ケータイ番号と相手の名前だけで簡単に振込める機能は画期的だ

もちろん支払いメモなどを残すことも可能

 「例えば仲間内の飲み会での割り勘精算の場面などでとても便利です。幹事が一括で払ったとき、お札や小銭をじゃらじゃらと回収してお財布がぱんぱんになることは誰でも経験していると思います。そんな時に、手数料がかからなくて便利なサービスなので、たくさんのお客さまに喜んでご利用いただけると確信しています」(齋藤氏)

勝木氏(右)と齋藤氏(左)。

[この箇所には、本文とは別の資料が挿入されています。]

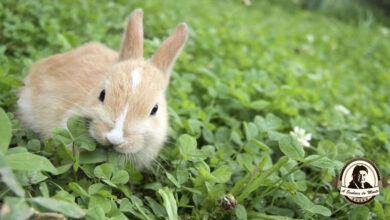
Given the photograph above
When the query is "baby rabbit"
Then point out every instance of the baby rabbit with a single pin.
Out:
(122, 94)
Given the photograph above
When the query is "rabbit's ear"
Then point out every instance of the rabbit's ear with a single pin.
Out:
(166, 55)
(132, 43)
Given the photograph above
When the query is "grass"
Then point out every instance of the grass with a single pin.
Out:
(247, 76)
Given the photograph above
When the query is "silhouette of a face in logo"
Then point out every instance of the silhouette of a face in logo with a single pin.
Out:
(359, 176)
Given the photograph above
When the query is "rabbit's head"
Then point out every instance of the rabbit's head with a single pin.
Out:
(130, 109)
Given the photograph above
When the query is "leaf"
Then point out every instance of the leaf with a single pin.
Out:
(323, 162)
(99, 201)
(359, 213)
(173, 179)
(104, 171)
(85, 143)
(187, 147)
(18, 209)
(8, 177)
(61, 135)
(120, 177)
(63, 152)
(261, 145)
(302, 201)
(240, 212)
(5, 131)
(34, 145)
(96, 213)
(258, 180)
(169, 202)
(291, 147)
(319, 209)
(77, 125)
(307, 205)
(222, 174)
(68, 209)
(157, 209)
(78, 189)
(29, 161)
(250, 130)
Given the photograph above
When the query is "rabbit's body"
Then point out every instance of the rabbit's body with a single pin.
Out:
(121, 94)
(56, 86)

じぶん銀行の社員は71名(2008年9月末時点)で、中途採用、三菱東京UFJ銀行からの出向、KDDIからの出向と、それぞれ約1/3ずつで構成されているそうだ

 この「ケータイ番号振込」というサービスは、無料の「au情報リンクサービス」に登録していれば、自分のケータイの電話帳から振込先を指定できる。また、じぶん銀行間、三菱東京UFJ銀行の口座間でも振込手数料がかからないため、便利な利用方法がたくさんありそうだ。そして20文字までのコメントを付けられる点も日常的に使う金融サービスとして新しい。

 冒頭の「貯蓄」の話にもつながるかもしれないが、通帳記入をしに行かなくても、常に最新の口座残高をケータイで確認できる点はありがたい。じぶん銀行のアプリには、貯金計画や支払いメモなど、自分のお金を管理する機能が搭載されている。

 サイフの中を覗けば、今いくらあるかわかるのは当たり前だが、ケータイで銀行口座も同じようにいつでも覗けるようにして、長期・短期問わず、自分でマネープランを立てられるアフォーダンスを持っている点が、今までのサイフよりも進化している点ではないだろうか。